The topic for this panel discussion is “Changing colours”, inspired by the family favourite cuttlefish. Changing melanocytes, coats and plumages, fast and slow, is key to survival and attraction in a wide range of species. We are no different; colours play a major role in human vision and consequently culture as well, therefore we will also explore themes around the fascination with falling Autumn leaves and the fashion industry.
Like before, we would like the encourage you, the audience, to actively participate in the discussion, so we’ll keep an interdisciplinary atmosphere. As usual, the panel discussion will be followed with nibbles and drinks to inspire networking.
To explore this topic, we picked three young roboticists, interested in robopsychology and building robotic cephalopods. If you are into Asimov or the Reapers from Mass Effect, this is your event.
Dr Amy Ingold. Left school (very early) to work in fashion, walking catwalks in London, Paris, New York, Milan etc. Did short courses in make-up artistry at London College of fashion, and Art and design, during this period. Followed by BSc Psychology at Goldsmiths, MSc Neuroscience at UCL. Then tried Fintech as a data scientist for a bit. Recently did my doctoral research as part of the Digital Health and Care CDT. Looked at social and affective soft robotics sitting in the SoftLab at Bristol Robotics Laboratory. Made a load of fun and interesting things, with the highlight being a social robotic hat which took first place in a fashion competition at a leading robotics conference (IROS). Now doing postdoc in HCI, co-designing toys with visually impaired children. Also building the new field of Robopsychology, which goes beyond HRI to explore our relationships with increasingly pervasive robotics and AI.

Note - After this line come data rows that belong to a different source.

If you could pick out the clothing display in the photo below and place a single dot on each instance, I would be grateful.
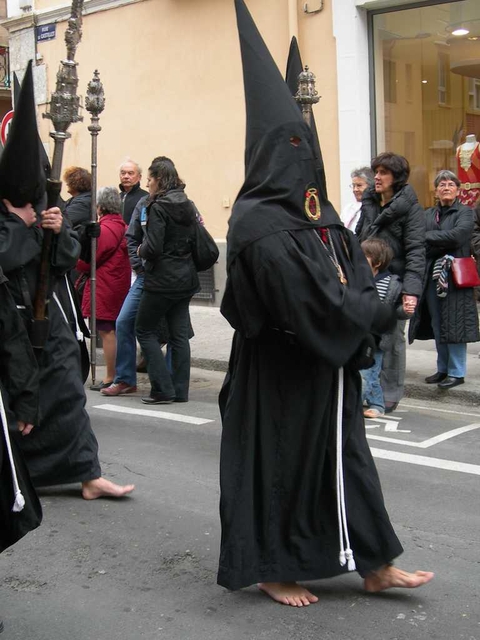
(468, 171)
(20, 510)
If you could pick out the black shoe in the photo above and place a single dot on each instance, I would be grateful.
(390, 407)
(435, 378)
(99, 386)
(142, 366)
(450, 382)
(157, 399)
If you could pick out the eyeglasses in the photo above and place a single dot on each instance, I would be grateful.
(447, 185)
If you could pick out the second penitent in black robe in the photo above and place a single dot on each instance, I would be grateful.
(300, 494)
(62, 447)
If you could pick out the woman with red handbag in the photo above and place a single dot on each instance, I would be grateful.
(447, 309)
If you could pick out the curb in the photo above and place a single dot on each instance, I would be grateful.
(419, 391)
(433, 394)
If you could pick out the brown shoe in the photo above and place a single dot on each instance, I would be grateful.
(118, 389)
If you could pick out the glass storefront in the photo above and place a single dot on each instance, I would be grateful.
(427, 91)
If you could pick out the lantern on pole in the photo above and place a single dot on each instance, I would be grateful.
(307, 95)
(94, 104)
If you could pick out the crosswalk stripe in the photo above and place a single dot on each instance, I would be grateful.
(424, 461)
(152, 413)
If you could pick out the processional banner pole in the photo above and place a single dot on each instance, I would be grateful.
(94, 104)
(64, 110)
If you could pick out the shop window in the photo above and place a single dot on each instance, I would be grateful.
(474, 94)
(409, 83)
(390, 81)
(426, 77)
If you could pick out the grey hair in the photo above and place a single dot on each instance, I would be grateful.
(129, 160)
(445, 174)
(364, 173)
(108, 199)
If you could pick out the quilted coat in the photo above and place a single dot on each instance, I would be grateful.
(449, 231)
(401, 223)
(113, 269)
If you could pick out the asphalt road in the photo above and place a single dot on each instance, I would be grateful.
(144, 567)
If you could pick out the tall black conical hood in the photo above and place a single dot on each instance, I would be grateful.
(294, 69)
(268, 100)
(22, 179)
(45, 165)
(282, 189)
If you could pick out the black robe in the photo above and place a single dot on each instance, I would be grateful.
(296, 325)
(19, 392)
(62, 448)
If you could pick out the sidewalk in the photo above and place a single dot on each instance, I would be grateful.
(211, 350)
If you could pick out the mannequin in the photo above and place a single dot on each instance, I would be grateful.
(468, 170)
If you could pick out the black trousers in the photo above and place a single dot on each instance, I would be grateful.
(153, 308)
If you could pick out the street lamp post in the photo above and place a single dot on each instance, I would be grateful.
(63, 111)
(307, 95)
(94, 104)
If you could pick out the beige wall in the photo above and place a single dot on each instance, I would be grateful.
(173, 85)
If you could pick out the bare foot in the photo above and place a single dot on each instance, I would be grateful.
(288, 593)
(103, 488)
(389, 576)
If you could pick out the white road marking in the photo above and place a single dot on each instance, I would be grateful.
(431, 441)
(390, 425)
(424, 461)
(151, 413)
(457, 413)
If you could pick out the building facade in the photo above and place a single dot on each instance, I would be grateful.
(392, 75)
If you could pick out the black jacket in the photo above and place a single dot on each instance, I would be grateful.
(78, 210)
(401, 223)
(130, 199)
(448, 232)
(167, 244)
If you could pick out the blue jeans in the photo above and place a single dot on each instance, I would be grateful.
(451, 358)
(126, 360)
(173, 383)
(371, 390)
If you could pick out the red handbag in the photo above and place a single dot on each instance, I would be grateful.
(465, 274)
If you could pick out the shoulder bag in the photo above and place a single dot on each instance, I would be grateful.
(204, 250)
(465, 274)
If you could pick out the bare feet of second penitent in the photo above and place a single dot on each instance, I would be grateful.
(288, 593)
(103, 488)
(389, 576)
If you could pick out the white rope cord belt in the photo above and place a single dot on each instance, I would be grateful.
(346, 553)
(78, 332)
(19, 501)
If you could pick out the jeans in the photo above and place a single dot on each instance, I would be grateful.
(451, 358)
(371, 390)
(153, 307)
(125, 363)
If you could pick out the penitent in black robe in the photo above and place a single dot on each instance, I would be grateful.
(62, 447)
(296, 325)
(19, 393)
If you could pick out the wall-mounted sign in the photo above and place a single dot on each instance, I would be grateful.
(46, 32)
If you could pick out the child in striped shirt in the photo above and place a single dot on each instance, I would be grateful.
(389, 288)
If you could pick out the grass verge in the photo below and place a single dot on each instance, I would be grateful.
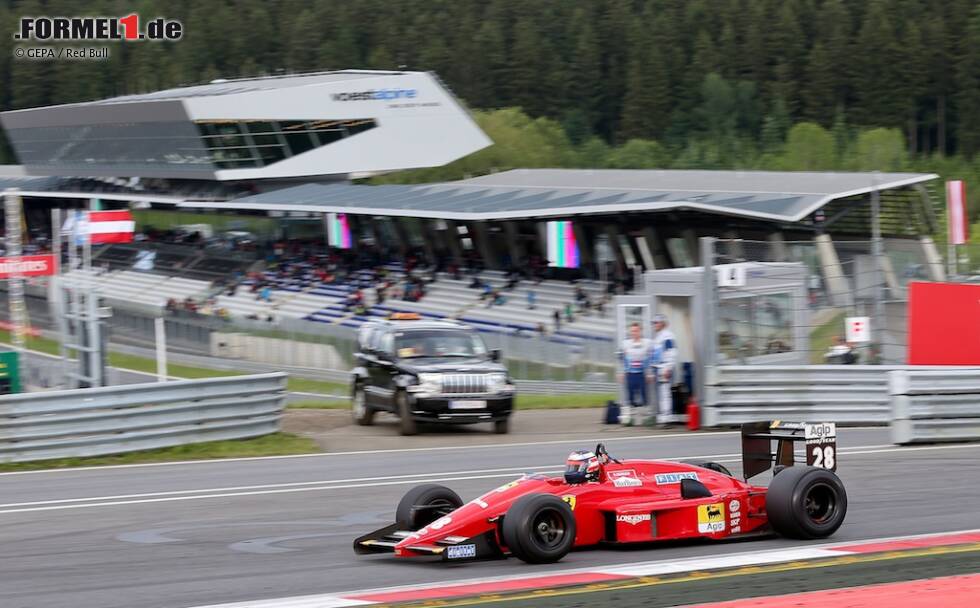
(276, 444)
(551, 402)
(319, 404)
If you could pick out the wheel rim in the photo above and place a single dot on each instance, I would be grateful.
(359, 404)
(820, 503)
(548, 528)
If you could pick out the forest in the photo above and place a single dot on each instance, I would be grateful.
(767, 84)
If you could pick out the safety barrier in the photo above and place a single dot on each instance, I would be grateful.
(935, 405)
(108, 420)
(735, 394)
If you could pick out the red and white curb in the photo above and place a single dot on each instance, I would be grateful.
(479, 586)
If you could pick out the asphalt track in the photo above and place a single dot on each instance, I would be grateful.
(181, 535)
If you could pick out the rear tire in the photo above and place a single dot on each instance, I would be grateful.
(710, 465)
(539, 528)
(362, 412)
(806, 502)
(444, 501)
(406, 422)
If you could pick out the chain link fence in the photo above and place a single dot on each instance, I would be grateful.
(534, 357)
(841, 279)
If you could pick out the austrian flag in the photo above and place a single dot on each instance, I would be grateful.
(110, 227)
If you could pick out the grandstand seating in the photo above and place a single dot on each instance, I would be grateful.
(301, 296)
(145, 288)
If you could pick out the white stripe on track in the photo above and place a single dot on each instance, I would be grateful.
(365, 482)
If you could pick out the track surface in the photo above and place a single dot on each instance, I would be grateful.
(204, 533)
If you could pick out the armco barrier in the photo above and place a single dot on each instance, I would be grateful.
(735, 394)
(932, 405)
(107, 420)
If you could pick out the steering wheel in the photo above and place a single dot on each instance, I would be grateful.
(600, 450)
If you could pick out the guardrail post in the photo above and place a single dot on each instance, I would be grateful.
(901, 425)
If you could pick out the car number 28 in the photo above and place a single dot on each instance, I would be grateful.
(823, 456)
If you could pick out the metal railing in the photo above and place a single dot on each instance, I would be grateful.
(934, 405)
(109, 420)
(840, 393)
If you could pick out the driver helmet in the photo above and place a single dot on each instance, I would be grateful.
(582, 466)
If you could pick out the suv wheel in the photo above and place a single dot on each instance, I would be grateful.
(362, 412)
(406, 422)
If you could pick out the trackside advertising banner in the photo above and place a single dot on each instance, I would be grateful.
(28, 266)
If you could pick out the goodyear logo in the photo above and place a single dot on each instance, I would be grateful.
(665, 478)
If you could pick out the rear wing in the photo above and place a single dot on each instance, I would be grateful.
(757, 437)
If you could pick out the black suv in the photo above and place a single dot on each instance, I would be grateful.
(429, 371)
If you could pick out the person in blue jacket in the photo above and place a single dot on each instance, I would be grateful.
(637, 356)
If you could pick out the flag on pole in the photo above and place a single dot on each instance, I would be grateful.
(110, 227)
(956, 211)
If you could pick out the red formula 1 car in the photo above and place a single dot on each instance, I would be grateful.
(599, 499)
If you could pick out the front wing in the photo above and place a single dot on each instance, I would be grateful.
(448, 548)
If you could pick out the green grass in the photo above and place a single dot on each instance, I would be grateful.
(142, 364)
(276, 444)
(319, 404)
(553, 402)
(303, 385)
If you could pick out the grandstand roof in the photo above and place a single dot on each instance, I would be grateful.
(533, 193)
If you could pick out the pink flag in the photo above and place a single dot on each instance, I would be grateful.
(956, 209)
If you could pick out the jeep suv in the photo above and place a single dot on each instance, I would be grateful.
(429, 371)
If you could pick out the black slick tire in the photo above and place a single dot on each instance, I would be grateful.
(806, 502)
(436, 501)
(362, 412)
(539, 528)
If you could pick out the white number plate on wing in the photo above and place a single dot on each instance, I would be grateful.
(467, 405)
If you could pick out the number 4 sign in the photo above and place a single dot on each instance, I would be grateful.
(857, 329)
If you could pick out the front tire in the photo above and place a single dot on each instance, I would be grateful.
(437, 501)
(806, 502)
(406, 422)
(362, 412)
(539, 529)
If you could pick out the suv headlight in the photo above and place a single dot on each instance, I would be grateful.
(428, 383)
(497, 383)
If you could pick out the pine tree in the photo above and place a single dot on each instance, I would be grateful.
(585, 87)
(968, 97)
(646, 102)
(879, 77)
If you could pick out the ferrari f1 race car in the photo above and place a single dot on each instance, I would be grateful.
(600, 499)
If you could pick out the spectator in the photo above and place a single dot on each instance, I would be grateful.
(636, 353)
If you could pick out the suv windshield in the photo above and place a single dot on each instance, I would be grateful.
(438, 343)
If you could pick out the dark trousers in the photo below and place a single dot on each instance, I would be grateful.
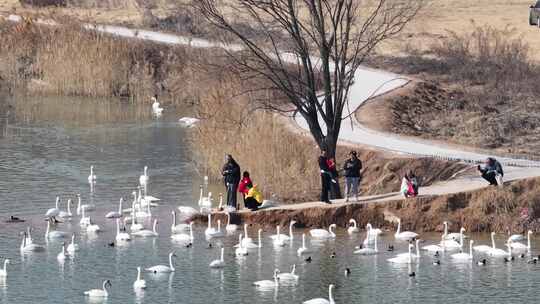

Dr Saba Firouznia. The boundary between biology and machine—between the soft, adaptive intelligence of living systems and the rigid architecture of traditional robotics—is a rapidly shifting frontier in engineering and materials science. My research explores this field through the design of fluidic, multifunctional systems that actuate and respond with lifelike patterns. By harnessing Lorentz force in conductive fluids like seawater and liquid metal, we’ve developed a new class of actuators and pumps which are quiet, compact, and capable of complex behaviours. These systems integrate actuation, control, and chemical signalling in a single body, mirroring the multifunctionality of biological networks such as the heart, nervous system, and endocrine pathways. From silent underwater robots propelled by pulsatile jets to wearable soft devices powered by droplet-based shape-shifting, each platform enables a deeper integration of intelligence and movement in soft machines. This approach opens the door to a new generation of robotics—machines that don’t just act on their environment, but adapt, evolve, and coexist within it.
Mr William Lunt. Natural selection has honed the ability of organisms to detect, process and respond to information about the world around them. As a sensory ethologist at heart, I am interested in how the behaviour of animals is shaped by environmental information. The adaptive camouflage behaviour of shell-less cephalopods (octopus, cuttlefish, squid) is one such behaviour which demands the processing of vast quantities of visual data in order to coordinate the activity of millions of pigmented organs, known as chromatophores, distributed across the skin. In my PhD, I am adopting a three-pronged approach to understand how the visual environment shapes the camouflage patterns of cuttlefish, in order to inspire and design a wearable textile capable of adaptive camouflage. This approach utilises methods from 1) behavioural biology, 2) robotics and 3) mathematical modelling.